Intuitions behind the Tarzan’s algorithm for finding strongly connected components:
So today,after waking up,I saw Zaheen reading the Tarzan comics and Aarish playing with his toys.Suddenly the elder one asked the younger one,
:Do you know why Tarzan is called the king of jungle?
-Yap,he was born and bred there,fed there,and lived all through his life there as the saviour of wildlife.
:Well,that's the easy one,not the tricky one ;)
-Like?
:Coz Tarzan had so many important works on forests :p
-Can’t understand bro :/
:I’m talking about Robert Endre Tarzan,an american computer scientist.He had important contributions to graph theory.
-Oh,I didn't know.Can you enlighten me a bit ?
:Of course,lil' bro :)
*****************************************************************
Tha'ts how their conversation about Tarzan’s SCC finding algorithm started.I .as per I always do,am going to mention the extract from there:
-So now,tell me,what’s his most important contribution?

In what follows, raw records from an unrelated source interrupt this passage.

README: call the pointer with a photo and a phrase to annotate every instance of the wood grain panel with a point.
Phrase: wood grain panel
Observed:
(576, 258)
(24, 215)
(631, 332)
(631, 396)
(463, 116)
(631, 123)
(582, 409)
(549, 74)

:Well I guess,you know about Kosaraju’s algorithm for finding the SCCs of a graph right?
-Which one?The one with two DFS’s?
:Yap.
-Yap,I learnt it from kakai(the writer).
:What if,the same thing can be done using only a single DFS?
-I wish it could be done :(
:don’t be sad,it can actually be done ;).Tarzan did it?
-Wao!!but how?
:Remember the low(u) thing?in fact this low(u) idea was a brainchild of Tarzan,he simplified so many problems introducing this :)
-Yap,I can remember.But how can it help me in finding SCCs?
:Well,at first do a simple dfs like previous ones,this time with a directed graph.
-(after a bit) Ok,here it is ,done.
:Now look carefully,you can easily determine the SCCs manually,right?
-Yap
:Look at the tree,is it the case anywhere that parts of same SCCs are in different subtrees?
-No,how can they be?If so,they wouldn't be connected in the first place.
:Good,so u at least have an idea now:SCCs will be in subtree form.One SCC will have its own subtree.
-Ya.And I think there can’t be a backedge from a SCC related subtree to another SCC related subtree?
:why so,my brother?
-Because it would mean you can go from one SCC to another and vice versa;i.e-they will be on same SCC.But they aren’t!!!
:Love you man,exactly.And what does this backedge thing reminds you ?
-low(u)?oldest ancestor to be visited from u?
:Yes,suppose that an SCC is defined by a subtree rooted by u.can low(u) be higher than discovery time of u?
-No,as per I said earlier,no backedge between SCCs.so its not possible.
:Ok,now tell me,if low(u)=discovery time of u,what would it mean?
-Well,it means the subtree rooted by u ,i.e:the possible members of u’s SCC can at most have back edge to the root u itself.Wait,doesn’t it mean if i find low(u)=disc(u) for a node u,I just should output the subtree under u?Shouldn’t they be the member of a SCC?
:Excellent lad ;) .So how’r u gonna output these nodes?
-ah,what if,I use a stack ,put nodes while visiting them,and start printing the nodes after popping when I find low(u)==disc(u)?and stop doing so after popping u itself?
:Great.Do you think your algorithm is fulfilled now?
-I guess so ^_^
:Sorry lad,its not over yet.Don’t forget it’s a directed graph?
-Wait,I forgot about handling the case of forward age :o ! It was not a problem in undirected graph.But its a problem in directed one :(
:I can give you tips about handling the situation:Output only the nodes when they are in stack.
-Why?
:uff,read this extract from wikipedia -_-
The nodes are placed on a stack in the order in which they are visited. When the depth-first search recursively explores a node v and its descendants, those nodes are not all necessarily popped from the stack before this recursive call returns. The crucial invariant property is that a node remains on the stack after exploration if and only if it has a path to some node earlier on the stack.
At the end of the call that explores v and its descendants, we know whether v itself has a path to any node earlier on the stack.[i.e - low(v)>disc(v) ] If so, the call returns, leaving v on the stack to preserve the invariant. If not, then v must be the root of its strongly connected component, which consists of v together with any later nodes on the stack (such nodes all have paths back to v but not to any earlier node, because if they had paths to earlier nodes then v would also have paths to earlier nodes which is false ). This entire component is then popped from the stack and returned, again preserving the invariant.
”
-Now I understand ,forward edges’s endpoints won’t be in stack .So they won’t be printed.Right?
:Yes,you are right lad :)